Echoes of the Unfelt
Genre: Dystopian Cyberpunk Thriller In a regime that suppresses emotion, a compliant worker is jolted awake by forbidden memories and drawn into an underground resistance. Smuggling, surveillance, and betrayal tighten around a plan to broadcast truth before the state can erase it again. The central conflict is between engineered numbness and the dangerous freedom of feeling. Its tone is paranoid, electric, and emotionally insurgent.

Iron Horizon
Genre: War Drama Thriller On a brutal frontline, a soldier’s discovery of a child from the enemy side fractures obedience and triggers a dangerous defection plot. Pressure from comrades and command turns each protective act into potential treason while violence closes in from all directions. The story’s core conflict weighs compassion and honor against survival inside an inhuman system. Its tone is harsh, suspenseful, and morally charged.

Little Lamb
Genre: Psychological Thriller Children disappear from a quiet neighborhood two blocks at a time.
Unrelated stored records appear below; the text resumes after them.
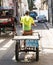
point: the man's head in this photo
(27, 13)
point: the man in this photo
(27, 22)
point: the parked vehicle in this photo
(42, 18)
(33, 14)
(6, 20)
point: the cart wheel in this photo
(17, 50)
(37, 53)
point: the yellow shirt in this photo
(27, 21)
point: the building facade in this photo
(44, 4)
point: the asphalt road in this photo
(7, 49)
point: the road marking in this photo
(1, 40)
(6, 46)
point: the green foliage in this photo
(30, 4)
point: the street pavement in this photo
(7, 47)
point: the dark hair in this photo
(27, 13)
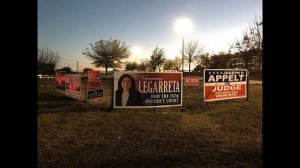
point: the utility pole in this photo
(77, 64)
(182, 53)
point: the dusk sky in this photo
(69, 26)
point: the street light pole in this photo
(182, 53)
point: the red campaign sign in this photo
(93, 80)
(220, 92)
(60, 80)
(191, 81)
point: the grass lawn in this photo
(218, 134)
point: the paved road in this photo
(255, 82)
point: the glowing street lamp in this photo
(182, 27)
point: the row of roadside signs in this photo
(157, 89)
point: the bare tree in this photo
(256, 36)
(205, 60)
(157, 58)
(107, 53)
(243, 47)
(250, 46)
(191, 52)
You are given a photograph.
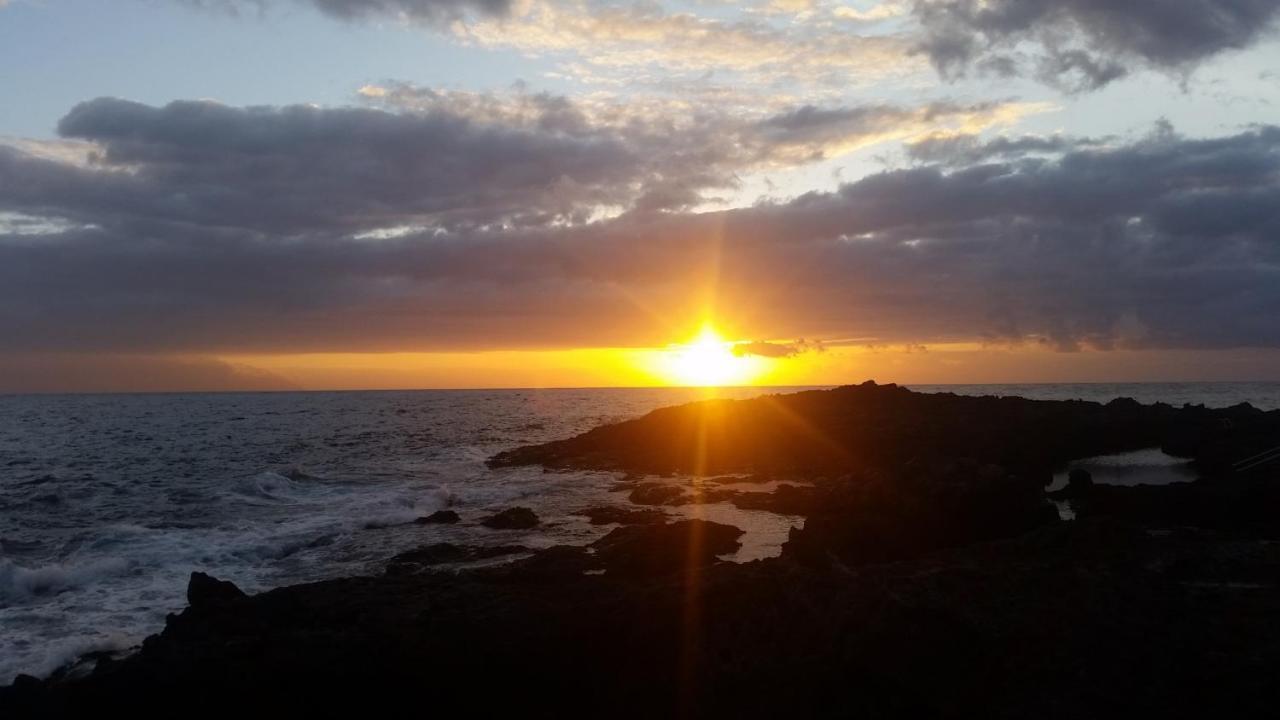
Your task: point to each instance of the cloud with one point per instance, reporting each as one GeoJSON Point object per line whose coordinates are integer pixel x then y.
{"type": "Point", "coordinates": [433, 160]}
{"type": "Point", "coordinates": [967, 149]}
{"type": "Point", "coordinates": [129, 373]}
{"type": "Point", "coordinates": [640, 40]}
{"type": "Point", "coordinates": [776, 349]}
{"type": "Point", "coordinates": [1086, 44]}
{"type": "Point", "coordinates": [211, 229]}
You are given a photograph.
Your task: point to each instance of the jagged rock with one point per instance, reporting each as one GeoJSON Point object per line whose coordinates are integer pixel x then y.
{"type": "Point", "coordinates": [512, 519]}
{"type": "Point", "coordinates": [446, 552]}
{"type": "Point", "coordinates": [622, 515]}
{"type": "Point", "coordinates": [666, 548]}
{"type": "Point", "coordinates": [204, 591]}
{"type": "Point", "coordinates": [658, 493]}
{"type": "Point", "coordinates": [1079, 481]}
{"type": "Point", "coordinates": [881, 516]}
{"type": "Point", "coordinates": [786, 500]}
{"type": "Point", "coordinates": [439, 516]}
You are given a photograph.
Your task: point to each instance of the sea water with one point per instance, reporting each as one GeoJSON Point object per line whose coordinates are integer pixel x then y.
{"type": "Point", "coordinates": [109, 501]}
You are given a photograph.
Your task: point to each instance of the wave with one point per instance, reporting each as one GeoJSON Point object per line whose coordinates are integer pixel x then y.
{"type": "Point", "coordinates": [18, 583]}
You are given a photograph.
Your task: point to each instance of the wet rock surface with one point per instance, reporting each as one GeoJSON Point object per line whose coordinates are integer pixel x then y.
{"type": "Point", "coordinates": [931, 578]}
{"type": "Point", "coordinates": [622, 515]}
{"type": "Point", "coordinates": [439, 516]}
{"type": "Point", "coordinates": [512, 519]}
{"type": "Point", "coordinates": [446, 552]}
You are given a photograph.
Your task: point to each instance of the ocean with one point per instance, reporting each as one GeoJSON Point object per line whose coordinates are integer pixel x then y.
{"type": "Point", "coordinates": [109, 501]}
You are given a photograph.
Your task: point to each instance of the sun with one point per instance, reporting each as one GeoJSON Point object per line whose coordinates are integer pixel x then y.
{"type": "Point", "coordinates": [708, 360]}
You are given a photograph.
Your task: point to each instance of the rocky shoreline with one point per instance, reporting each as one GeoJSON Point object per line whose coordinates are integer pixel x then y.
{"type": "Point", "coordinates": [932, 577]}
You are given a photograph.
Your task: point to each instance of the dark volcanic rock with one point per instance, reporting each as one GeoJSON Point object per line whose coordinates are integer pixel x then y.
{"type": "Point", "coordinates": [443, 516]}
{"type": "Point", "coordinates": [205, 589]}
{"type": "Point", "coordinates": [1073, 620]}
{"type": "Point", "coordinates": [876, 516]}
{"type": "Point", "coordinates": [622, 515]}
{"type": "Point", "coordinates": [512, 519]}
{"type": "Point", "coordinates": [658, 493]}
{"type": "Point", "coordinates": [1079, 481]}
{"type": "Point", "coordinates": [871, 427]}
{"type": "Point", "coordinates": [786, 500]}
{"type": "Point", "coordinates": [666, 548]}
{"type": "Point", "coordinates": [444, 552]}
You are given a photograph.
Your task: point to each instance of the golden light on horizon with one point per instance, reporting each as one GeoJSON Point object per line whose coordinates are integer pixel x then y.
{"type": "Point", "coordinates": [708, 360]}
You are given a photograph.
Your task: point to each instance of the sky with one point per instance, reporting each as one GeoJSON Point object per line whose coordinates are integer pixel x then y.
{"type": "Point", "coordinates": [402, 194]}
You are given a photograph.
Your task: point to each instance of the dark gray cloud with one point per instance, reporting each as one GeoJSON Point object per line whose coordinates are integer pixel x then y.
{"type": "Point", "coordinates": [302, 168]}
{"type": "Point", "coordinates": [211, 229]}
{"type": "Point", "coordinates": [129, 373]}
{"type": "Point", "coordinates": [1086, 44]}
{"type": "Point", "coordinates": [969, 149]}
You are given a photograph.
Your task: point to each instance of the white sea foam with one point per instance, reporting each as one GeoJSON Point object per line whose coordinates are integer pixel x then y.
{"type": "Point", "coordinates": [109, 502]}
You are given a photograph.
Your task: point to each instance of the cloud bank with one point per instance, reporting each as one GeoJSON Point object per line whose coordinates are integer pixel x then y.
{"type": "Point", "coordinates": [1087, 44]}
{"type": "Point", "coordinates": [202, 228]}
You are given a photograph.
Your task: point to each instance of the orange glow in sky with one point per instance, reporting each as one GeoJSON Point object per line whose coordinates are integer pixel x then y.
{"type": "Point", "coordinates": [708, 360]}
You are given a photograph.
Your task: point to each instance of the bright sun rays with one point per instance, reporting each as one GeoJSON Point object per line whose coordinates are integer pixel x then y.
{"type": "Point", "coordinates": [708, 360]}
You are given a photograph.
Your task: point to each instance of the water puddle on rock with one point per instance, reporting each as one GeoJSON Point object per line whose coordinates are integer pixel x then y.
{"type": "Point", "coordinates": [1148, 466]}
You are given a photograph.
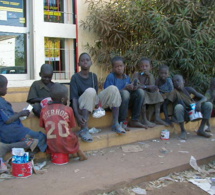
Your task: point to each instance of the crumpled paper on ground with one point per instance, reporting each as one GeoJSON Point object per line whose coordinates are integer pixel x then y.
{"type": "Point", "coordinates": [131, 148]}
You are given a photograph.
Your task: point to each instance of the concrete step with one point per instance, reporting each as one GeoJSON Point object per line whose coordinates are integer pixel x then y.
{"type": "Point", "coordinates": [17, 94]}
{"type": "Point", "coordinates": [106, 138]}
{"type": "Point", "coordinates": [112, 168]}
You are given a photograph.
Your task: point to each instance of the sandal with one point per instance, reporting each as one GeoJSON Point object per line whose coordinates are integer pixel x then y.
{"type": "Point", "coordinates": [203, 134]}
{"type": "Point", "coordinates": [118, 129]}
{"type": "Point", "coordinates": [85, 135]}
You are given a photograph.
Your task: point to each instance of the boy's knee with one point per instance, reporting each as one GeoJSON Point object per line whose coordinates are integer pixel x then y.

A detective follows a geographic pattern toward one address; a mother and father manage what they allow themselves to know about their own household; a twin holds a private calculation he has never fully examined. The story is not about what happened to the missing children. It is about what four people decide to do when the accumulated weight of what they have chosen not to see finally becomes impossible to carry.

Shadows of Vice
Genre: Neo-Noir Crime Thriller A fixer’s paid job in a corrupt city fractures into parallel paths of coercion, seduction, and blood-soaked leverage. As criminal factions trade betrayals and the ledger at the center of the scheme changes hands, survival depends on deciding what kind of monster to become. The story arc builds from transactional setup to a final reckoning over power, identity, and disappearance. Its tone is gritty, sensual, and morally corrosive.

The Calculus of Ruin
Genre: Dark Psychological Survival Horror A prisoner awakens in a mechanized death chamber and must outthink blades, heat, and collapsing walls with no certainty of who built his torment. Each phase of escape strips away physical endurance and moral certainty as desperate improvisation collides with engineered cruelty. The core conflict is survival versus humanity: whether escape can be won without becoming part of the machine’s logic. Its tone is oppressive, cerebral, and brutal.

The Count
Genre: Gothic Horror A legal envoy returns from a mountain citadel convinced an ancient predator has followed him home inside freight and paperwork. As friends sicken and disbelief hardens, he forms a small hunting circle and chooses how much truth, violence, and sacrifice to spend stopping a threat that feeds through modern logistics as easily as folklore. The campaign widens from city docks to border abbeys and back to the source crypt, where the player’s hidden profile determines whether dawn brings clean victory, broken survival, transformation, or a morally narrow ending won without slaughter.

The House That Remembers
Genre: Gothic Psychological Horror An inherited house begins rewriting rooms, memories, and identity, trapping its new owner inside a living architecture of grief. As diaries, echoes, and shifting corridors reveal buried histories, survival depends on choosing what to preserve and what to surrender. The arc descends from uneasy inheritance to ritual confrontation at the heart of the home’s hunger. Its tone is haunted, intimate, and dreamlike.

The Last Crossing
Genre: Historical Romance Disaster Drama A forbidden love aboard a transatlantic liner unfolds as class tension, predation, and catastrophe drive the voyage toward ruin. Moments of intimacy are repeatedly broken by violence and mechanical failure until survival itself becomes the final declaration of devotion. The narrative’s central conflict opposes social cruelty and selfishness with sacrifice and fidelity in disaster. Its tone is tragic, passionate, and elegiac.

The Unfinished
Genre: gothic-horror A driven researcher animates forbidden life and immediately loses control of what they have made. As deaths spread through city streets and frozen coastlines, the creator is forced into a sequence of decisions about confession, retaliation, mercy, and debt. Their creation demands terms that are both impossible and morally unavoidable, pushing every relationship toward rupture. In the polar endgame, the player’s accumulated conduct determines whether the story closes in accountability, annihilation, or a haunted compromise.